The school hired an external investigator, but the student said — in contrast with Lynn’s statements — that she was offered very little support throughout the process. In the meantime, she saw her alleged assailant nearly every day on campus, where he continued to live, she said.
“It’s pretty terrifying,” she said. “It got to the point where I didn’t feel comfortable walking around on campus by myself.”
She said she later learned at a meeting with university officials that the school took some action including requiring the student to move off campus but he was not expelled. It was at that meeting she found out she had to request the report.
She wants the university to create a stand-alone sexual assault policy, offer more support to complainants and to ensure staff and students have full training on sexual assault and consent. There are students who have been sexually assaulted and don’t feel safe reporting it, she said.
“The safety of every student should be a priority for the university, and it’s not right now,” she said.
“I think it’s really terrible that the people who are the most vulnerable are the ones who have to protect ourselves the most.”
Two students who work as residence staff members also said they’ve faced pressured to stay silent about sexual assaults on campus.
The staff members, who spoke anonymously because they fear repercussions, say a supervisor recently told them to call security if journalists showed up after a male student was arrested in connection with four alleged assaults in a separate case.

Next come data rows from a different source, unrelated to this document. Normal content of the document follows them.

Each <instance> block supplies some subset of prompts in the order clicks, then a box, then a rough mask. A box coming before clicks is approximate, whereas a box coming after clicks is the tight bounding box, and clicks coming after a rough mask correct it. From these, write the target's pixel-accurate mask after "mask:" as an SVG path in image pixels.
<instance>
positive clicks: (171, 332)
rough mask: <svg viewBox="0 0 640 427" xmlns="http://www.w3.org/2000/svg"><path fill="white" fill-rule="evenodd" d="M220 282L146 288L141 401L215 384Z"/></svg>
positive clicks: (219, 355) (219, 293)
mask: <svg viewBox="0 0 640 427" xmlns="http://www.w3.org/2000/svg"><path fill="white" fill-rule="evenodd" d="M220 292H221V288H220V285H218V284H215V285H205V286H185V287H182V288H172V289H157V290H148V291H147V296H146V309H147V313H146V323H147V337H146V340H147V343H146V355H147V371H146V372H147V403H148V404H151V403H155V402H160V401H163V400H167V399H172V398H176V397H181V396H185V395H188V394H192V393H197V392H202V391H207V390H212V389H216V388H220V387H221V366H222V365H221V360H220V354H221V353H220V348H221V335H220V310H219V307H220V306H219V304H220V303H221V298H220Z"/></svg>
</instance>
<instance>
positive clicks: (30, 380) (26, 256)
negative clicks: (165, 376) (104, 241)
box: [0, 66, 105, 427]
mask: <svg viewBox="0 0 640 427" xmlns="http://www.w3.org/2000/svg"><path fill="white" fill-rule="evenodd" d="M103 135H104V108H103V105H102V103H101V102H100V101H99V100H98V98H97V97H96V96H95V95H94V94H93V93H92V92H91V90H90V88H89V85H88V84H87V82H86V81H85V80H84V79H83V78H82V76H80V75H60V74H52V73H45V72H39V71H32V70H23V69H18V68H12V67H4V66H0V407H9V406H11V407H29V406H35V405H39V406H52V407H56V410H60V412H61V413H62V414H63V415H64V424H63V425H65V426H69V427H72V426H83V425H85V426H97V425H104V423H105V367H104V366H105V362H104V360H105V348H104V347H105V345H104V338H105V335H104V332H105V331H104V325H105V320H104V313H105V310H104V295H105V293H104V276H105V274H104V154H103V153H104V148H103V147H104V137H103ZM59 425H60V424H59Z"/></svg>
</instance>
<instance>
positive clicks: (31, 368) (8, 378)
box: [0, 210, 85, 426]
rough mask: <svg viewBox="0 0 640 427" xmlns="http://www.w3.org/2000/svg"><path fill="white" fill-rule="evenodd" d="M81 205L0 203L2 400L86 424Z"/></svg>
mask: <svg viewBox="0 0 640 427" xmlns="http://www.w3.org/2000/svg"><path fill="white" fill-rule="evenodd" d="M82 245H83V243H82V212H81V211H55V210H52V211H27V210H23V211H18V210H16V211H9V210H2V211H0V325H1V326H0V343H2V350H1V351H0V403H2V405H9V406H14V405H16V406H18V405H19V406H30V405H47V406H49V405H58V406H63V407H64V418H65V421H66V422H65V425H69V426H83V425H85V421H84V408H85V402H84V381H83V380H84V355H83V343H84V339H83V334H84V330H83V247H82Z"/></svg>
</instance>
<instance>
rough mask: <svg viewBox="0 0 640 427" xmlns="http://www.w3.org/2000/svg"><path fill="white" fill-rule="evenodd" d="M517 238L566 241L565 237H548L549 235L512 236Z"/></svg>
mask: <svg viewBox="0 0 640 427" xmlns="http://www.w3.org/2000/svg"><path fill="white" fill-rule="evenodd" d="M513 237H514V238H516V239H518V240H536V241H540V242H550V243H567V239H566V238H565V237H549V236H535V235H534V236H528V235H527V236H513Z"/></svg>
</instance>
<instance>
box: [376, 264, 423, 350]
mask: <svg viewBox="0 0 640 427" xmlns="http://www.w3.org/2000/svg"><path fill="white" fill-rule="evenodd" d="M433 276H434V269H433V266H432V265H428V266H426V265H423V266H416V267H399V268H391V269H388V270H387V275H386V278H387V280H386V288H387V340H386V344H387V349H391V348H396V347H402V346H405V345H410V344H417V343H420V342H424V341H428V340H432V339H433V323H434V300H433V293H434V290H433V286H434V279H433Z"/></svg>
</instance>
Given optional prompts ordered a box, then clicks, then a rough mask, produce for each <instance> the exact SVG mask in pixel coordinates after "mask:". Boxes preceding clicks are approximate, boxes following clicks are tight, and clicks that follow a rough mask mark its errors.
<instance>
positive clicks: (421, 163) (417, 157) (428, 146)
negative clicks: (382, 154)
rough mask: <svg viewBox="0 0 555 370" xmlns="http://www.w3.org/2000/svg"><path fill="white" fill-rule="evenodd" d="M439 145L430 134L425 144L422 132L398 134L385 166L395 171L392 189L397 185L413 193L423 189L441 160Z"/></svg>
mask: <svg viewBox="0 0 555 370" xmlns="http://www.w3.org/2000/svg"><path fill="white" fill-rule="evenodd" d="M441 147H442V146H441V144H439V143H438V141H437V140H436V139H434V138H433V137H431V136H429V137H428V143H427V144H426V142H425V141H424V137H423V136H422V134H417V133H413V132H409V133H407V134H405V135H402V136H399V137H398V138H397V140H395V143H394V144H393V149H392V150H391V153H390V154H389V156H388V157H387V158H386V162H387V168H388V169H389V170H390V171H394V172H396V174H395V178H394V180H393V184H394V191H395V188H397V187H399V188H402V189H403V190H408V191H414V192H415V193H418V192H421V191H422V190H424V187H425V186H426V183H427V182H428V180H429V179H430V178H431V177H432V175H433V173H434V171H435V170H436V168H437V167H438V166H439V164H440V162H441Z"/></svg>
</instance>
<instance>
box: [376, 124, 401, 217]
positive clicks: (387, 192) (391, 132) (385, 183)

Asked about the allegation, the university responded that residence staff are asked not to speak to media on behalf of the university and to report anyone gaining access to student residences without permission.
Residence workers often act as first responders to campus sexual assaults, referring students to campus security and to the Judicial Affairs office to report attacks. The two students said they feel frustrated and demoralized because often reports go nowhere, they said.
“The assailants are allowed to remain on staff, remain on campus, remain as students indefinitely. Most of the time, nothing happens,” said one of the students.
“In not having a clear policy in place, in not having consequences for the people who did this … the university is ultimately complicit in all these sexual assaults. They’re allowing it to happen.”